Scientists have proposed a new mission to travel to the stars, inspired by the flight of seabirds. It is to use the changing winds generated by the Sun to accelerate the spacecraft to 2% of the speed of light within two years, allowing it to fly beyond our solar system.
People have long dreamed of leaving the limits of the solar system, but the incredible distances between the stars create serious obstacles on the way to this goal. NASA’s Voyager spacecraft, launched in 1977, are the first probes to enter interstellar space, but they will still need tens of thousands of years to reach another star system.

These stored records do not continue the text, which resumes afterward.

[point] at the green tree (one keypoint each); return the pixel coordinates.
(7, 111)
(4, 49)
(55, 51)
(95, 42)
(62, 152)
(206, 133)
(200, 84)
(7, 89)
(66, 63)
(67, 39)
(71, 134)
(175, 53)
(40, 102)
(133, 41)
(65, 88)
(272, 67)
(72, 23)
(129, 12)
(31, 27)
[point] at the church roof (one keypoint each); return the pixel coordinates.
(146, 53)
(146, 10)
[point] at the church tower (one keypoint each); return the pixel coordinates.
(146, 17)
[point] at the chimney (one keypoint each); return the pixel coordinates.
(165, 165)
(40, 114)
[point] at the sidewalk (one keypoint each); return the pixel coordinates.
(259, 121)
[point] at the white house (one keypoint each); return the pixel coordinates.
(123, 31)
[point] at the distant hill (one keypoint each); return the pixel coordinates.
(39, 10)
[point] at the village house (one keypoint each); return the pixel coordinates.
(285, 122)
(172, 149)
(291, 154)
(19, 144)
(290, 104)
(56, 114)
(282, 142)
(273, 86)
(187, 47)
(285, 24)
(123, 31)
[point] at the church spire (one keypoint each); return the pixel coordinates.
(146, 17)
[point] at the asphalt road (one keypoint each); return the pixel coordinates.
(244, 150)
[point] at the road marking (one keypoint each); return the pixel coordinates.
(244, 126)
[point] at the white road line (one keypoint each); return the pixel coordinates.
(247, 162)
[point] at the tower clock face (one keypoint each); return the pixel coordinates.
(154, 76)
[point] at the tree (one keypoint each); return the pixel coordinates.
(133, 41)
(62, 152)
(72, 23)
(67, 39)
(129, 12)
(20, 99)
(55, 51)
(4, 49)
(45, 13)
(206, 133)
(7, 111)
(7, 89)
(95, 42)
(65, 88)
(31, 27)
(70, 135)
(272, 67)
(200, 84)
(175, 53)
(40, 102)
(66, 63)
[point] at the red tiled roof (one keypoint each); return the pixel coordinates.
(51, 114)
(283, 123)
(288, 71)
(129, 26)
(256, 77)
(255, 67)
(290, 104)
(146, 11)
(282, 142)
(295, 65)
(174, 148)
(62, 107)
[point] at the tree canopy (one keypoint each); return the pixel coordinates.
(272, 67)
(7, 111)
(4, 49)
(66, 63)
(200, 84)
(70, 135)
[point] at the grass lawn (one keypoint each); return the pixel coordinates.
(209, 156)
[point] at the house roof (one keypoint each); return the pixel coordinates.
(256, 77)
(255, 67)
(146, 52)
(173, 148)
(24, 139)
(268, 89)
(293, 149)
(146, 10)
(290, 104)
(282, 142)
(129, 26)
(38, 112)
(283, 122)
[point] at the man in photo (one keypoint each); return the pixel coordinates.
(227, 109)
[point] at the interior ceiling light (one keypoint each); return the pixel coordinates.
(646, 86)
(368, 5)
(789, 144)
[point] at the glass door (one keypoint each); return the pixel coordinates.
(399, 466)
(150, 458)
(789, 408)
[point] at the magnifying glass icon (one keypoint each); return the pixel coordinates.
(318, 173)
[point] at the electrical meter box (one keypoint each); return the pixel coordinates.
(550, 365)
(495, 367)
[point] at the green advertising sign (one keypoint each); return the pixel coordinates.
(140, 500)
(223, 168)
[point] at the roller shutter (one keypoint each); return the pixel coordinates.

The team of scientists, led by Mathias N. Larrouturou, a spaceflight researcher at McGill University found that their new “new spacecraft propulsion concept that induces dynamic hover of seabirds” appears to be possible to reach speeds approaching 2% of the speed of light after a year and a half or 0.5% of the speed of light after 1 month, depending on the trajectory through the solar system, according to a recent study, published in the Frontiers of Space Technologies journal.
“This method may include the first stage of a multi-stage mission to carry out a real interstellar flight to other solar systems,” the researchers are confident.
Over the years, many concepts have been proposed for interstellar missions, from powerful lasers for acceleration to huge ships that transport people across the galaxy. Larrouturou and his colleagues envision another type of architecture centered around a “magnetohydrodynamic wing,” which is an invisible structure made of magnetic fields that resembles the physical wing of a bird or airplane.
This spectral wing can theoretically be created by two plasma magnets placed along the antenna several meters long. In the right parts of the solar system, the field created by the magnets could interact with the solar wind flows in different directions, just as birds use wind turbulence to create lift.